The semantics of "flush()" are pretty vague, but those of {{Syncable.hflush()}} and {{Syncable.hsync()}} are strict: hsync: your changes must be visible to other readers; hflush() The changes must be persisted. The S3A output stream doesn't offer those guarantees, and so, when asked, [it says no|https://github.com/apache/hadoop/blob/trunk/hadoop-tools/hadoop-aws/src/main/java/org/apache/hadoop/fs/s3a/S3ABlockOutputStream.java#L501]

This is going to  have to be a WONTFIX. [Object stores are not filesystems|https://spark.apache.org/docs/2.3.1/cloud-integration.html#important-cloud-object-stores-are-not-real-filesystems]. Sorry.
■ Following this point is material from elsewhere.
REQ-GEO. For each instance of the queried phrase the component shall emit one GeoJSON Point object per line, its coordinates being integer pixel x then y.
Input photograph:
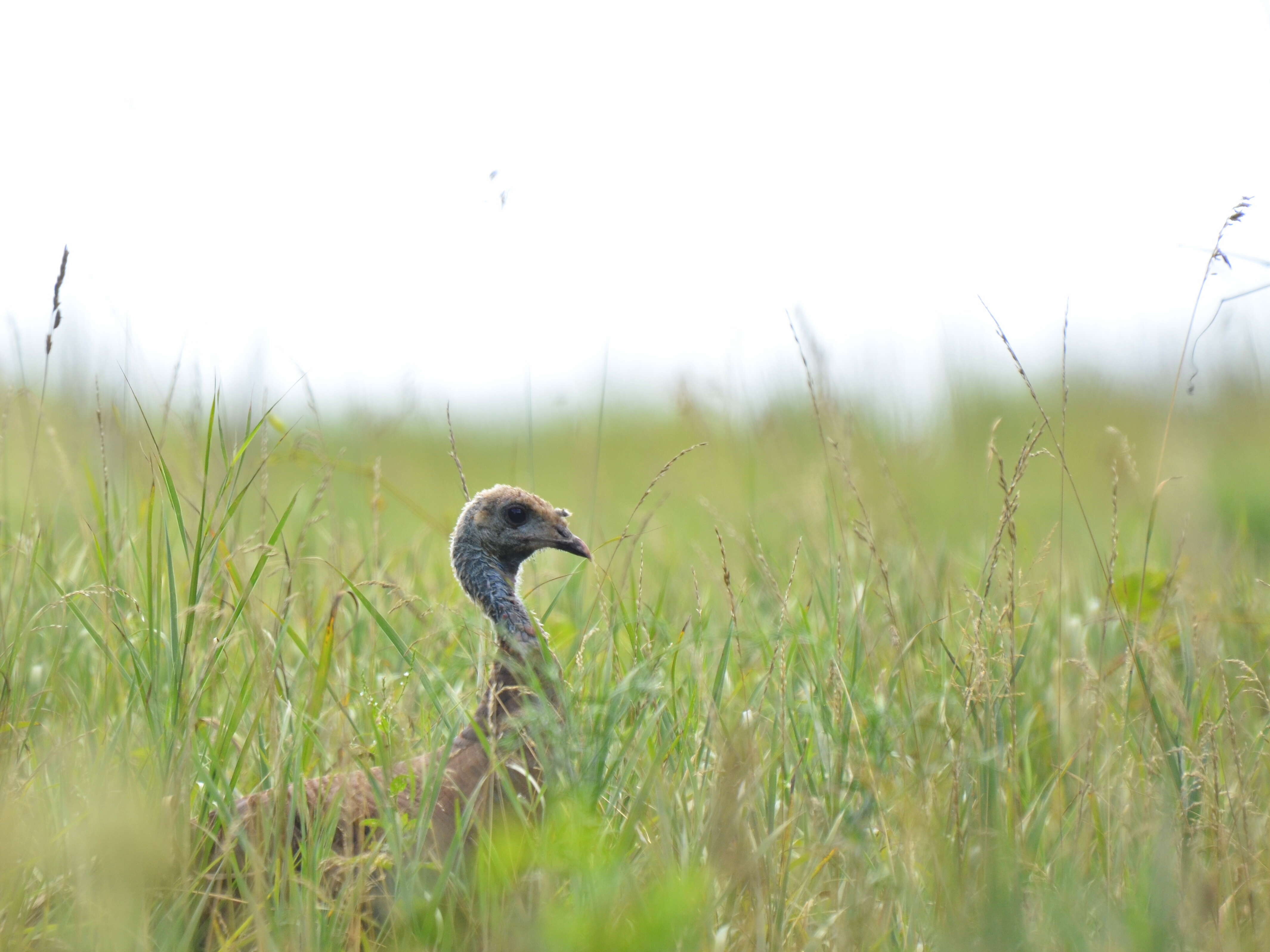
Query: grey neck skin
{"type": "Point", "coordinates": [491, 583]}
> Spark History server object vs file storage behavior difference
> ---------------------------------------------------------------
>
>                 Key: SPARK-26284
>                 URL: https://issues.apache.org/jira/browse/SPARK-26284
>             Project: Spark
>          Issue Type: Bug
>          Components: Spark Core
>    Affects Versions: 2.4.0
>            Reporter: Damien Doucet-Girard
>            Priority: Minor
>
> I am using the spark history server in order to view running/complete jobs on spark using the kubernetes scheduling backend introduced in 2.3.0. Using a local file path in both {color:#333333}{{spark.eventLog.dir}}{color} and {{spark.history.fs.logDirectory}}, I have no issue seeing both incomplete and completed tasks, with {{.inprogress}} files being flushed regularly. However, when using an {{s3a://}} path, it seems the calls to flush the file ([https://github.com/apache/spark/blob/dd518a196c2d40ae48034b8b0950d1c8045c02ed/core/src/main/scala/org/apache/spark/scheduler/EventLoggingListener.scala#L152-L154)] don't actually upload the file to s3. Due to this, I am unable to see currently incomplete tasks using an s3a path.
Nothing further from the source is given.